Abdulameer Yousef Habeeb speaks at a press conference with ACLU of Washington executive director Kathleen Taylor.

SEATTLE — The American Civil Liberties Union today announced that the United States government has apologized to Abdulameer Yousef Habeeb, an Iraqi refugee whom federal agents unlawfully stopped, interrogated, arrested, imprisoned, and sought to deport. At the request of federal officials and the ACLU, a federal district court judge in Montana vacated a 2006 ruling upholding Habeeb’s arrest and detention. The government also provided Habeeb compensation for its mistreatment of him.

“Government officials must be held accountable for abusing their powers,” said Jesse Wing, cooperating attorney and board president of the ACLU of Washington. “Federal agents singled out Mr. Habeeb based on his race and ethnicity. The settlement is a strong reminder that the government must not engage in ethnic profiling.”

The actions came in the settlement of a lawsuit the ACLU filed in 2005 on behalf of Habeeb, a resident of Kent, Washington. Habeeb was lawfully admitted to the United States as a refugee from Iraq and had broken no laws. As a result of his illegal detention, he lost his job and suffered humiliation and emotional distress.

Habeeb came to the United States as a refugee after suffering persecution by Saddam Hussein’s government in Iraq. He was stopped at a train station in Havre, Montana on April 1, 2003 while en route from Seattle to Washington, DC to begin a new job with an Arabic-language newspaper. Along with other passengers, Habeeb had stepped off the train to stretch his legs during a 30-minute station stop at Havre.

Habeeb was singled out by two Border Patrol agents who demanded to know where he was from. After Habeeb responded that he was from Iraq and produced a copy of a form showing his admission into the United States as a refugee, the agents asked whether he had gone through the National Security Entry/Exit Registration System (NSEERS, known as “special registration”), a program requiring that certain non-citizens be fingerprinted and photographed. Although Habeeb’s refugee status meant that he was not required to undergo “special registration,” the agents nonetheless arrested him when he answered that he had not registered.

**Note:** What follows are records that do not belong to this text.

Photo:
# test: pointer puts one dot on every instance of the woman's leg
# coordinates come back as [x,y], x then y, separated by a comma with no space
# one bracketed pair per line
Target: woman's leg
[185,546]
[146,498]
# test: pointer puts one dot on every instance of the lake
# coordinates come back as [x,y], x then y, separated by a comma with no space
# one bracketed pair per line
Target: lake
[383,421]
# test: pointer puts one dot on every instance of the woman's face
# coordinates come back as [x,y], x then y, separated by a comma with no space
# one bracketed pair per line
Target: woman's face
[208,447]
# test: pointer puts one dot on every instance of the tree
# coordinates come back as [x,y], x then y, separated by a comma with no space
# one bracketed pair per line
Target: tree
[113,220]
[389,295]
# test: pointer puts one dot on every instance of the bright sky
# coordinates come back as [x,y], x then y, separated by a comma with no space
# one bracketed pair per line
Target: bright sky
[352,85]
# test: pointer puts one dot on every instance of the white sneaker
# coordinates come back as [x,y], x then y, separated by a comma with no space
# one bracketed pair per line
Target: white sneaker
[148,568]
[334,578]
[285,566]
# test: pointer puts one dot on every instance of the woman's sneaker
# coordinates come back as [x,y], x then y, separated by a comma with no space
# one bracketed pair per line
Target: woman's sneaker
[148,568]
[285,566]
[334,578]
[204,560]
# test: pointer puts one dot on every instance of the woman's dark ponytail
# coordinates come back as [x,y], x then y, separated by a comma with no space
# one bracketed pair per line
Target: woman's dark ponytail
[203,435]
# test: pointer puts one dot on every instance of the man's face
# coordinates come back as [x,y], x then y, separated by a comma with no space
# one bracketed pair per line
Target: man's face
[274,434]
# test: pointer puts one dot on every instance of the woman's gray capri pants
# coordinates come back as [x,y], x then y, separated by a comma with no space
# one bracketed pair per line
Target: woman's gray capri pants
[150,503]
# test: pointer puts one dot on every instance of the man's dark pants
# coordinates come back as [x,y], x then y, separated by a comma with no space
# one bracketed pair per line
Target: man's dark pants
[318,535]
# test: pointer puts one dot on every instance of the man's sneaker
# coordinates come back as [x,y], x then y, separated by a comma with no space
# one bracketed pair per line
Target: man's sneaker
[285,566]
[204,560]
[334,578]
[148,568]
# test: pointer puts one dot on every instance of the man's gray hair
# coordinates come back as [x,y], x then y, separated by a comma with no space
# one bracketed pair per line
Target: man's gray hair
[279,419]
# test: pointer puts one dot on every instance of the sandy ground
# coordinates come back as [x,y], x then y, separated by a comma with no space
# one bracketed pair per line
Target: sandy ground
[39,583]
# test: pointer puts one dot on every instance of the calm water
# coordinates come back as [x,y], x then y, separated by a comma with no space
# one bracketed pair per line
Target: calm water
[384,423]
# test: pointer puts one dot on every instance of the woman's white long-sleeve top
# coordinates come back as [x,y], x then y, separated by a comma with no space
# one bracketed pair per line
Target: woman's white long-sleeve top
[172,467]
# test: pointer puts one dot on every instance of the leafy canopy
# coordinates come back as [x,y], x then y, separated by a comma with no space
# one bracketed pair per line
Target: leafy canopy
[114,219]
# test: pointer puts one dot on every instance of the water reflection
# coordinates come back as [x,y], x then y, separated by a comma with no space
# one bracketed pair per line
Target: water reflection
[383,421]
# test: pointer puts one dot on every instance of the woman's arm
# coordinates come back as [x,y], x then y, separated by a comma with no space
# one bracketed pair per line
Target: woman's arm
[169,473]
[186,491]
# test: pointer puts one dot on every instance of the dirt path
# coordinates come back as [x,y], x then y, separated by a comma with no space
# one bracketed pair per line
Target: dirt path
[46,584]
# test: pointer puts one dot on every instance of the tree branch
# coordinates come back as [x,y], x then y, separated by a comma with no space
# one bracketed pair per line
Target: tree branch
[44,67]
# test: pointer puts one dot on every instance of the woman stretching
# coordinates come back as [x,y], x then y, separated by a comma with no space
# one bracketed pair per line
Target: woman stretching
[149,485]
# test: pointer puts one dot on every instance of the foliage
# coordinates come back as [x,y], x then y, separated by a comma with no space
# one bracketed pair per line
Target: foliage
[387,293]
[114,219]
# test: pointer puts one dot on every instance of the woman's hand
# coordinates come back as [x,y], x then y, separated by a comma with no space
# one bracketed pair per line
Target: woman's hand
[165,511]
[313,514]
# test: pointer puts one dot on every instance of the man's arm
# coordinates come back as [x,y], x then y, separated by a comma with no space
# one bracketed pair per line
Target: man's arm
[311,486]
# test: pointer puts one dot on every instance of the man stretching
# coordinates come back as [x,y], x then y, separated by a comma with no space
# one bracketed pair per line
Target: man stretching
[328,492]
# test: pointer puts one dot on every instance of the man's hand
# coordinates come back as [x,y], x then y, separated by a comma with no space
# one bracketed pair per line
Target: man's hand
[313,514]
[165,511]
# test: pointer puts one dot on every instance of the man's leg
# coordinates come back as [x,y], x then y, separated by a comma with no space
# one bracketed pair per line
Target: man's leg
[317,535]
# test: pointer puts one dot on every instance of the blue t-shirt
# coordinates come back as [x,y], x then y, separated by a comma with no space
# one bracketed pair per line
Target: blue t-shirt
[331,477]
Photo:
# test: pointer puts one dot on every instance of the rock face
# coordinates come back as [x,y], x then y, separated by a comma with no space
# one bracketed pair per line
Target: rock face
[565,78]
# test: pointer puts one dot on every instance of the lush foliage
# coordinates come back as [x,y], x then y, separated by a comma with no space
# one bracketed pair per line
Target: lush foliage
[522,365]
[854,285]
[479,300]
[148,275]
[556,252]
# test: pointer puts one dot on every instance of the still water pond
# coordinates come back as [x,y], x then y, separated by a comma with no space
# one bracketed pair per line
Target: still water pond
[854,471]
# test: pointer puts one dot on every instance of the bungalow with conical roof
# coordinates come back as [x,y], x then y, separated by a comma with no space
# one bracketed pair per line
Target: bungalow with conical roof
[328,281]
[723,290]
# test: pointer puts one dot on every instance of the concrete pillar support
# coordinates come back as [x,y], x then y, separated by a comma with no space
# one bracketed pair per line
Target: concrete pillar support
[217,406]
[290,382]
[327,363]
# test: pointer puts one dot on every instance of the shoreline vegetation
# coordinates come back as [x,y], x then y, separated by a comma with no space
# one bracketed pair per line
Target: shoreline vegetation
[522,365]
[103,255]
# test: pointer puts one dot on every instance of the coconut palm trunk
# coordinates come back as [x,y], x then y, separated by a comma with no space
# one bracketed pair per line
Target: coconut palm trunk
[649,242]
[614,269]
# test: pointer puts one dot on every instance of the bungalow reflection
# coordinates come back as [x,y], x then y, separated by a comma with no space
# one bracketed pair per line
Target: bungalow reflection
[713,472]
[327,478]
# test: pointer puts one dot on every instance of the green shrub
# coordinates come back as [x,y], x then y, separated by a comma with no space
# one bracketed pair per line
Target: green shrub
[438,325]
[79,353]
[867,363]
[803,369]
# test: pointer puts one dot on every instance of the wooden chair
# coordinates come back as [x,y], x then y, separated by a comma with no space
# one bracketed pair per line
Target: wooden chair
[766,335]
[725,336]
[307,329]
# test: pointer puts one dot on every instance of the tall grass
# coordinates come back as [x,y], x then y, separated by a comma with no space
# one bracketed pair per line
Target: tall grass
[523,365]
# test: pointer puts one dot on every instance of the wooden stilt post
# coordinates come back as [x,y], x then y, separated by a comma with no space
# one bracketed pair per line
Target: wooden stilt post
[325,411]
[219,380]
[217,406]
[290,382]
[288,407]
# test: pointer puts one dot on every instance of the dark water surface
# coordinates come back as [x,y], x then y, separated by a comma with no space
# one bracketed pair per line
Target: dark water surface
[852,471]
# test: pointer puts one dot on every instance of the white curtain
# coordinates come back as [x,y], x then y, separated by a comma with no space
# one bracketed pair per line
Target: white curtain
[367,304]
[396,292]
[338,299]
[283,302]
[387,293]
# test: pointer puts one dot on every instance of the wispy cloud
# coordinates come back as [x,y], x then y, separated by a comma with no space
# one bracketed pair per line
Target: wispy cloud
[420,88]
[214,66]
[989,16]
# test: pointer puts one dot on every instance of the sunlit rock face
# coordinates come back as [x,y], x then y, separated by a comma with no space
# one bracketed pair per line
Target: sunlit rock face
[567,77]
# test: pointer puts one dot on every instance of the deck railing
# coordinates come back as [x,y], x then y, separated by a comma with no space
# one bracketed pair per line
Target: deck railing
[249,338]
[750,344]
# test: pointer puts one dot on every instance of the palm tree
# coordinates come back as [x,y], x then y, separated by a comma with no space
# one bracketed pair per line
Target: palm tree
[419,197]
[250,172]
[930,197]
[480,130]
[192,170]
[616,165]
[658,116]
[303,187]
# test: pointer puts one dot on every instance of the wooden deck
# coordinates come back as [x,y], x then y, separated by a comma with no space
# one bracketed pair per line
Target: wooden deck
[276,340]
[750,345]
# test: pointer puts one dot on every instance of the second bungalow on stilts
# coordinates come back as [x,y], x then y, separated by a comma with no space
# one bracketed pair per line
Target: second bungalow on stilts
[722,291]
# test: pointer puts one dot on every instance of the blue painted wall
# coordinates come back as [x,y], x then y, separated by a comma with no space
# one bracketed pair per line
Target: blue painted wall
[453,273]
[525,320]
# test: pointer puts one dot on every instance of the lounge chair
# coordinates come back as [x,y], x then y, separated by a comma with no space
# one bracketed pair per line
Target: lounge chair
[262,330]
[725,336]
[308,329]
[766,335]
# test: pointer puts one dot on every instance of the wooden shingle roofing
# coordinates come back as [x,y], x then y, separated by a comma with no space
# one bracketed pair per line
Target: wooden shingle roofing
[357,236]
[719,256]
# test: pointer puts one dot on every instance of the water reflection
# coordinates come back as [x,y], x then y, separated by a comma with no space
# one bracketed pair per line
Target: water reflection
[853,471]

Habeeb was questioned at length by additional Border Patrol and FBI agents and detained overnight. The next day, the government initiated deportation proceedings against Habeeb based on the charge that he failed to appear for special registration. In the charging document, one of the Border Patrol agents falsely stated that Habeeb had been required to appear for special registration even though he was refugee.

Habeeb spent three nights in detention at the Hill County Jail in Montana. During that time, he was forced to strip naked in front of a government agent and was humiliated by other detainees who called him “Saddam.” Then he was transported publicly through the airport in handcuffs and flown to Seattle where he spent four more nights in a detention facility, terrified that he would be sent back to Iraq. The deportation proceedings against him were not formally terminated until May 16, 2003.

“Mr. Habeeb’s mistreatment in this case was the inevitable outcome of a program that targets people for suspicion based on where they were born or what they look like, rather than individualized conduct,” said Robin Goldfaden, a senior staff attorney with the ACLU Immigrants’ Rights Project.

On June 13, 2007, U.S. Attorney Jeffrey Sullivan for the Western District of Washington gave Habeeb a formal statement that “the United States of America acknowledges that, by not registering under NSEERS, you did nothing wrong. The United States of America regrets the mistake.”

On July 16, 2007, Judge Sam Haddon of the U.S. District Court in Great Falls, Montana, vacated his original June 2006 judgment in Habeeb’s lawsuit that upheld the Border Patrol agents’ mistreatment of him. When Habeeb had appealed that judgment, the government acknowledged that its agents had mistakenly arrested and detained him, and repudiated its original position.

Habeeb’s treatment at the hands of U.S. agents is especially disturbing given the circumstances that brought him to this country.

Habeeb’s brother Abdallah was executed by Saddam Hussein’s regime in 1982, and Habeeb was imprisoned twice, most recently in 1997. He still bears the scars resulting from the torture that he endured during these incidents. Habeeb’s father, a prominent business and community leader among the Rabia tribe that had supported the monarchy supplanted by Saddam Hussein and the Baath party, was killed in 1999. The U.N. High Commissioner for Refugees determined that Habeeb had a well‑founded fear of political persecution in Iraq and granted him refugee status. Habeeb was admitted to the United States in July 2002 and took up residence in Kent, Washington.

The discriminatory special registration (NSEERS) program, which the agents cited when detaining Habeeb, required men and boys from 25 predominantly Muslim countries to report for registration; thousands were put in deportation proceedings as a result. Although certain registration requirements continue, components of the program were suspended by the Homeland Security Department in December 2003 after some officials criticized the program for diverting resources from more pressing needs. Several national security experts and civil rights organizations charged that the program did little to make the country safer and instead only strained relations with Arab and Muslim communities.

ACLU of Washington cooperating attorney Jesse Wing of the law firm MacDonald Hoague & Bayless, ACLU Immigrants’ Rights Project attorneys Robin Goldfaden and Judy Rabinovitz, ACLU of Washington staff attorney Aaron Caplan, and ACLU of Montana attorney Andrew I. Huff and Legal Director Elizabeth Griffing handled the case.